So Stepanitch departed, while Martin poured out the last of the tea and drank it. Then he cleaned the crockery, and sat down again to his work by the window—to the stitching of a back-piece. He stitched away, yet kept on looking through the window—looking for Christ, as it were—and ever thinking of Christ and His works. Indeed, Christ's many sayings were never absent from Avdeitch's mind.
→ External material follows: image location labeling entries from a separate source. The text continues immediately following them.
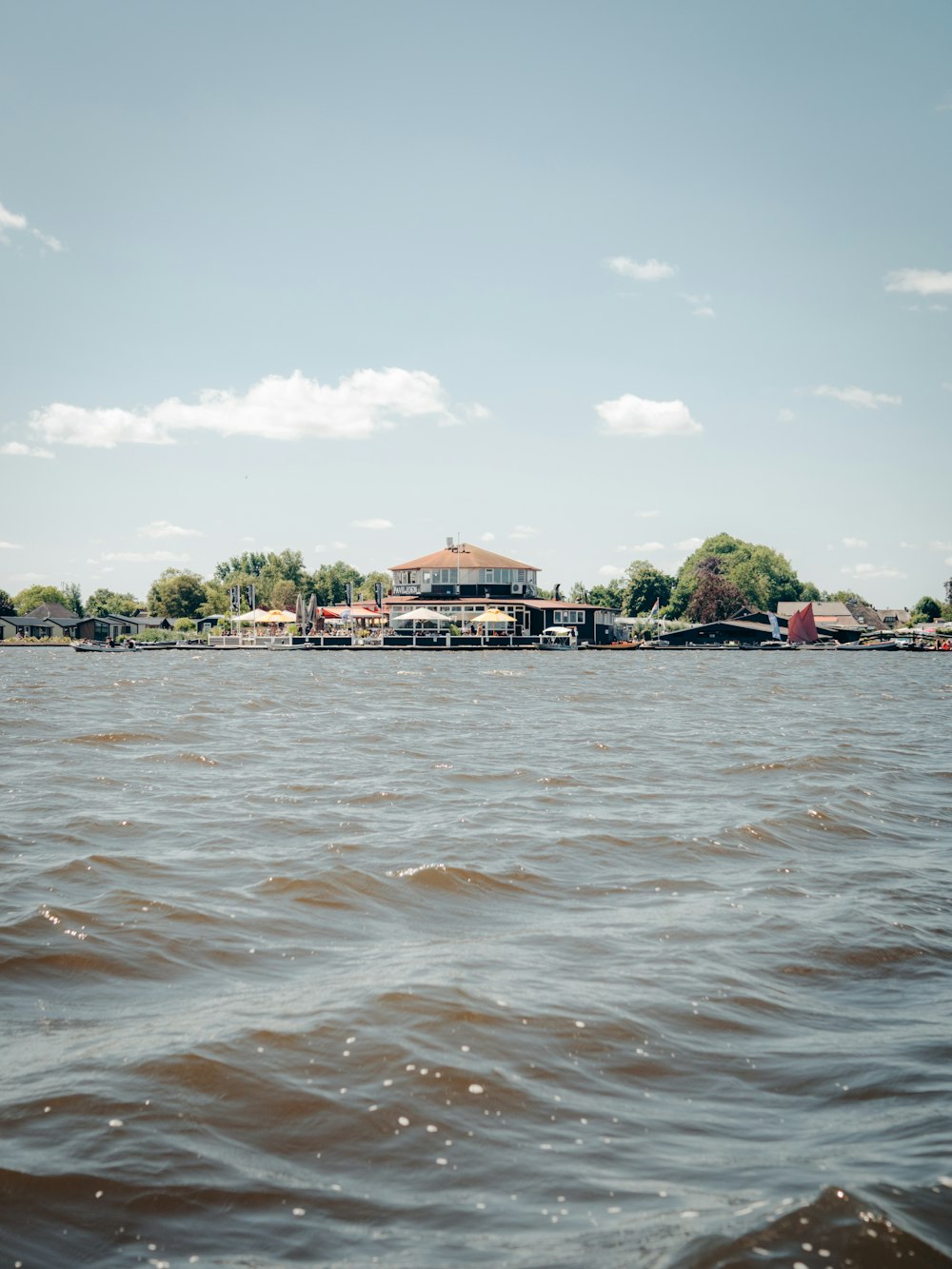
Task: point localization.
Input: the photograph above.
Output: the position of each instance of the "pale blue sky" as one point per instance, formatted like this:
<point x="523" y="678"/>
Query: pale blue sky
<point x="598" y="279"/>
Two soldiers passed the window, the one in military boots, and the other in civilian. Next, there came a neighboring householder, in polished goloshes; then a baker with a basket. All of them passed on. Presently a woman in woollen stockings and rough country shoes approached the window, and halted near the buttress outside it. Avdeitch peered up at her from under the lintel of his window, and could see that she was a plain-looking, poorly-dressed woman and had a child in her arms. It was in order to muffle the child up more closely—little though she had to do it with!—that she had stopped near the buttress and was now standing there with her back to the wind. Her clothing was ragged and fit only for summer, and even from behind his window-panes Avdeitch could hear the child crying miserably and its mother vainly trying to soothe it. Avdeitch rose, went to the door, climbed the steps, and cried out: "My good woman, my good woman!"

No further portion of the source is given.